In 2019, Anne McLaughlin from the Parker Library gave a talk at the International Image Interoperability Framework Conference about crowdsourcing using FromThePage. You can view her presentation and read the full transcript below.
I'm Anne McLaughlin. I'm from the Parker Library. I'm not so much talking about all of Cambridge's crowdsourcing initiatives, but really just one that we did. I was not trained as a computer scientist or in any sort of AV. Instead, I was trained as a historian and as a librarian. Let me start by telling you a story.
Our story starts a year ago at the Library of Congress, at an IIIF conference very like this one. I was there to present Parker On the Web, or Parker II, as we call it, our new iteration. Finally removing the paywall, opening that up into the world, and exposing our IIIF through an embedded Mirador viewer. The question was left in all of our minds, what's next?
I happened to be in a session with a colleague from Stanford. He was talking about a program to transcribe some of their archives, letters written by Stanford students, either home or to their friends. It got me thinking. If people like transcribing this, what if they liked transcribing this, as well?

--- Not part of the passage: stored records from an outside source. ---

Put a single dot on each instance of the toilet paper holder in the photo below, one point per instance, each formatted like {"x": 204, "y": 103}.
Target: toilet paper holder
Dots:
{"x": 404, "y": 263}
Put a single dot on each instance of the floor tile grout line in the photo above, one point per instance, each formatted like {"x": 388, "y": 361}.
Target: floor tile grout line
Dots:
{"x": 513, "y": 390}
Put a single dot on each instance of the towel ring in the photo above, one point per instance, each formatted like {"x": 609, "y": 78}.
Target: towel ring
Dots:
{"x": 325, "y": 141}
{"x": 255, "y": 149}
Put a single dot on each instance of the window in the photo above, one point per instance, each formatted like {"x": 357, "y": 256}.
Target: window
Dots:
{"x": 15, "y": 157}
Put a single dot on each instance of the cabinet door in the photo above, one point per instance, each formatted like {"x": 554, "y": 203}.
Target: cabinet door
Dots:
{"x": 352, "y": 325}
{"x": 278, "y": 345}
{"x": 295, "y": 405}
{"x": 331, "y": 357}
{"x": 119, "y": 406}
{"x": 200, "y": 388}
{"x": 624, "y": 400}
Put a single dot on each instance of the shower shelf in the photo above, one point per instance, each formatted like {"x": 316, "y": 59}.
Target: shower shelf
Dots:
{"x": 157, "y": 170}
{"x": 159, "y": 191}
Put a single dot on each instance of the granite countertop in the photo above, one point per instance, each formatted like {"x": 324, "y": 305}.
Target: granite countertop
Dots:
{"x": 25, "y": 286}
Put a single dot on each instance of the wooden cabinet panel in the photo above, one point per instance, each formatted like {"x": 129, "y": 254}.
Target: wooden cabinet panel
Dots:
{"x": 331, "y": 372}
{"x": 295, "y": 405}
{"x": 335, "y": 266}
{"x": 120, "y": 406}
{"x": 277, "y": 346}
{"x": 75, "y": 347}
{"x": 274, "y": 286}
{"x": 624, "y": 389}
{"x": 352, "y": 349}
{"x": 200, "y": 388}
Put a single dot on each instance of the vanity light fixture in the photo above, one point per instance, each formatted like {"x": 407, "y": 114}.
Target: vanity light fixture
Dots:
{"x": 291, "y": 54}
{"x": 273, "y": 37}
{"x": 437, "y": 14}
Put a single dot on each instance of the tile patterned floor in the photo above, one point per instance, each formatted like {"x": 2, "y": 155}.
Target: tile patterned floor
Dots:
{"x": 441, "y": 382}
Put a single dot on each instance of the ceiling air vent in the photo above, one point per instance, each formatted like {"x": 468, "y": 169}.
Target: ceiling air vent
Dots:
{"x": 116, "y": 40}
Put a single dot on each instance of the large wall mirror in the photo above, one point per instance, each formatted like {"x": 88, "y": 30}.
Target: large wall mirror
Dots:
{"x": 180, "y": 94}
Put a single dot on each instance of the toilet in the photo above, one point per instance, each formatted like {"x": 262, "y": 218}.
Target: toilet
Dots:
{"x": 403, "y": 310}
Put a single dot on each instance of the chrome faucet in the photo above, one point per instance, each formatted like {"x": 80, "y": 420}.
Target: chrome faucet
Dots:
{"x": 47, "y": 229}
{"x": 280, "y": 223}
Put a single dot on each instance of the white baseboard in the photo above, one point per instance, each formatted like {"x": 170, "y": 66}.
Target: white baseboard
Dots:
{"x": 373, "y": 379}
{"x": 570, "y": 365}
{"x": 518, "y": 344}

Why would we want to do this? Lots of our manuscripts are famous. Lots already have critical additions. But, indeed, there's more to it than that. In opening up our collections, we can support teaching and learning. Paleography is a skill. Learning how to read these is essential for historians, English students, people in medieval and modern languages.
There's a component of access by promoting these collections and showing everybody that they are able to engage with them, no matter their level of training, and support public engagement. We happened to coincide the launch with the opening of the British Library's Anglo-Saxon Kingdoms exhibition. We wanted to highlight the 11 loans that we sent to them. It was also complementary to the relaunch of Parker 2.0. We hoped to promote the platform.
Finally, because while OCR is definitely getting better, it's still got a ways to go when it comes to medieval manuscripts, especially if the layout's not exactly standard. These are two of our manuscripts. The one furthest from me has musical notation in it. The one closest has interlinear glosses. If you put that closest one, a copy of Prudentius from the 11th century, into Google's OCR generator, that is what you get. Not so helpful.
Finally, with the dream. What if could search within a manuscript, just like you search within a PDF? How would that change the way that students interact with this material? Would it make it easier? Would it mean that students are engaging more with the primary sources than they are with the secondary?
We teamed up with FromThePage. As they say, they're simply the finest crowdsourcing manuscript transcription software on the planet, and we're happy to support that. From our perspective, it's been a very good collaboration.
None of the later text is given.